Sempre ubbidendo ai suoi doveri di patrono, Ascanio si assunse le spese dei funerali, che si svolsero in forma solenne in S. Maria del Popolo e videro la partecipazione della Confraternita romana di S. Ambrogio dei Lombardi, indizio della ascrizione del L. a essa. Alla munificenza, non priva di un sottile intento apologetico, con cui lo Sforza interpretò il proprio ruolo, dovrebbe presumibilmente risalire anche la committenza del monumento funebre, tuttora esistente, nel transetto di S. Maria del Popolo, opera marmorea di notevole formato e di gusto aggiornato, benché di esecuzione non accuratissima. Il tributo che attraverso di essa lo Sforza volle rendere all'onorabilità personale del L., bersaglio in Curia dalla disistima di chi usava vedere in lui un semplice fantoccio, spiega forse l'assenza dall'epigrafe di allusioni ai legami clientelari del defunto con il potente vicecancelliere. In compenso, vi è sottolineato il carattere acerbo della sua fine, in totale contrasto con il promettente dinamismo di cui aveva dato prova nella sua breve carriera di prelato.
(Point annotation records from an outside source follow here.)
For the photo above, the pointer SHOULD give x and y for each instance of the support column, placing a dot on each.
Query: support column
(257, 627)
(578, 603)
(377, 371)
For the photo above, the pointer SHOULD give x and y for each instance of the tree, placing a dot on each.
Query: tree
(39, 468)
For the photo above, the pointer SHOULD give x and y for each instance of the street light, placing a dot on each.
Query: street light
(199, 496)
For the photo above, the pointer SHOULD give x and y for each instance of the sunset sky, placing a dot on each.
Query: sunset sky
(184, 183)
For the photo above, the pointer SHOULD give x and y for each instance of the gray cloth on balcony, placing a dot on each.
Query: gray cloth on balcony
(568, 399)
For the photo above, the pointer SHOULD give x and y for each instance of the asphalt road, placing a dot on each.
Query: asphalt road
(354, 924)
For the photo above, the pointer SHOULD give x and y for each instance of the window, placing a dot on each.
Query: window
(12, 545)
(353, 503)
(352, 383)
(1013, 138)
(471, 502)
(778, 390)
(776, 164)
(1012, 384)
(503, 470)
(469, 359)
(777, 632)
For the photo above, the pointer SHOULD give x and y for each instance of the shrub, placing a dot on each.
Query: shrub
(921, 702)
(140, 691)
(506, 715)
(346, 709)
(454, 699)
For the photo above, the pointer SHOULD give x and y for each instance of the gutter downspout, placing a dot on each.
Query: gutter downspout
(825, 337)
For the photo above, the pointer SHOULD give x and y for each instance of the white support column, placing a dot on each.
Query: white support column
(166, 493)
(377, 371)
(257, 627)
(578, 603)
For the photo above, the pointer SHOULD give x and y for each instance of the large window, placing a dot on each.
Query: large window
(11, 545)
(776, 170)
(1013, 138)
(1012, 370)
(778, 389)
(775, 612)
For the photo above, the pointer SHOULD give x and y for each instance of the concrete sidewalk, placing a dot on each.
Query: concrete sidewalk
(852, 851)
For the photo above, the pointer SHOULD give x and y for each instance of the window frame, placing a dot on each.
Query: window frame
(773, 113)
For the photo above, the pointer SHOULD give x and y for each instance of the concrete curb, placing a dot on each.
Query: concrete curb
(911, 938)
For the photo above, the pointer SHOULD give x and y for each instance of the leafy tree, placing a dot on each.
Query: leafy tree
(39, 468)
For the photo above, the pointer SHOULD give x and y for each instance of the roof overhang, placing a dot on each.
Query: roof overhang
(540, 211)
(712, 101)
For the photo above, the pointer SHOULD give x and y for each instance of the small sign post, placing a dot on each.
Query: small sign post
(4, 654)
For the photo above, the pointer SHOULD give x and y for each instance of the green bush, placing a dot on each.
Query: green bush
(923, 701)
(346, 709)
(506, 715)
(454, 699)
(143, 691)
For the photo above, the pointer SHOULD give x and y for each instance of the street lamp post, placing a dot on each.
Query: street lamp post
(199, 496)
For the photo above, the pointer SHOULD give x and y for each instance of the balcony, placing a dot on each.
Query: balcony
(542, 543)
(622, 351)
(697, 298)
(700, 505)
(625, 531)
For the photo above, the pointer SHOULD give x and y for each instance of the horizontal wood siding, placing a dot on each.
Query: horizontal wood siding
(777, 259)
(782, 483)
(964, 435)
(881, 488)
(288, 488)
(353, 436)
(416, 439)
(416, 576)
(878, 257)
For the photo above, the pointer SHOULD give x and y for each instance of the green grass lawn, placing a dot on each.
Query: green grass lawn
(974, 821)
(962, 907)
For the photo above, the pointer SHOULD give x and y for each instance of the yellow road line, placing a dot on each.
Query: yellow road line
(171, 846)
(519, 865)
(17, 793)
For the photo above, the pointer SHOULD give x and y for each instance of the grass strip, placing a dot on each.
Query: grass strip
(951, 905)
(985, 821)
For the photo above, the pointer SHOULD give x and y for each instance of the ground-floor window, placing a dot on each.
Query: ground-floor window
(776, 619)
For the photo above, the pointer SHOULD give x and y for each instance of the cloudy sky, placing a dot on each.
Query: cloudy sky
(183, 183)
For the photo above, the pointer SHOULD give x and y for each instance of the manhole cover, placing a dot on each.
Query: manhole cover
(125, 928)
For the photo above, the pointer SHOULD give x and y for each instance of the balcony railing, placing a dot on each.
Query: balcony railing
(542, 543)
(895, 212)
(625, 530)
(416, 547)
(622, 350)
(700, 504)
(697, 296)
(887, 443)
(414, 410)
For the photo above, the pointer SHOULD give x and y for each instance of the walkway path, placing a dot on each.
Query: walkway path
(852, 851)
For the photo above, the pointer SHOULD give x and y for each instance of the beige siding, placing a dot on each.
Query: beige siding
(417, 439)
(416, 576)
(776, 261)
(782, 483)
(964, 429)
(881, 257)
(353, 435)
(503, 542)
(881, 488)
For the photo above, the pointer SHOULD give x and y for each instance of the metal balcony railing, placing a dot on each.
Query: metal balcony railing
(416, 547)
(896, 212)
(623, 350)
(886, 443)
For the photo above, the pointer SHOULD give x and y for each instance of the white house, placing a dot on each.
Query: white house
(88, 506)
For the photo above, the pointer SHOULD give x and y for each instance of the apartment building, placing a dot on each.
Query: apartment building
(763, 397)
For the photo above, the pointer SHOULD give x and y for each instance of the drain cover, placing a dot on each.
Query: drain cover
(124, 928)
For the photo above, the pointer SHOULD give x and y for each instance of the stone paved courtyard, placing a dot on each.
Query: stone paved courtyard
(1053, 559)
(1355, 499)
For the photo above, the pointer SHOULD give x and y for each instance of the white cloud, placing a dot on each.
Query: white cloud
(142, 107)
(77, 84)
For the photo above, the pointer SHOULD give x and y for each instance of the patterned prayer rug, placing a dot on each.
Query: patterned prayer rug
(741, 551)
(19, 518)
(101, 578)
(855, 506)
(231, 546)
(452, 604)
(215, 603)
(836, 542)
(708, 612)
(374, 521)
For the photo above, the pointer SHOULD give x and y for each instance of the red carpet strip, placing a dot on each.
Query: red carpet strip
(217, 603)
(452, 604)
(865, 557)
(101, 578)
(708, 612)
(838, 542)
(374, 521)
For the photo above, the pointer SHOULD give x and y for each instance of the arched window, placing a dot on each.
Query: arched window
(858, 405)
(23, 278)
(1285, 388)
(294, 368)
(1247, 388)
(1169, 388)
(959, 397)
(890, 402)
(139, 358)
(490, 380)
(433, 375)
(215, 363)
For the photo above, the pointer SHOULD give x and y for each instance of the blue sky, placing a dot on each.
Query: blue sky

Fonti e Bibl.: Pavia, Arch. stor. civico, Schedario nobiliare Marozzi, Alberi genealogici, Famiglia Lonati; Le vite di Pio II di G.A. Campano e B. Platina, a cura di G.C. Zimolo, in Rer. Ital. Script., 2ª ed., III, 3, pp. 3-5; I. Burcardus, Liber notarum, a cura di E. Celani, ibid., XXXII, 1, vol. II, pp. 9, 15, 22, 45-49; V. Forcella, Iscrizioni delle chiese… di Roma, I, Roma 1869, p. 328 n. 1238; M. Sanuto, La spedizione di Carlo VIII, a cura di R. Fulin, Venezia 1873, pp. 63 s., 149; Id., I diarii, I, ibid. 1879, pp. 6, 369, 372, 419, 496, 710, 737, 832; F. Guicciardini, Storia d'Italia, a cura di S. Seidel Menchi, Torino 1971, I, p. 307; R. Maiocchi, L'assoluzione di Pavia dall'interdetto di papa Giovanni XXII, in Arch. stor. lombardo, XXIV (1897), pp. 59-61; M. Pellegrini, Ascanio Maria Sforza, Roma 2002, ad ind.; Hierarchia catholica, II, p. 104.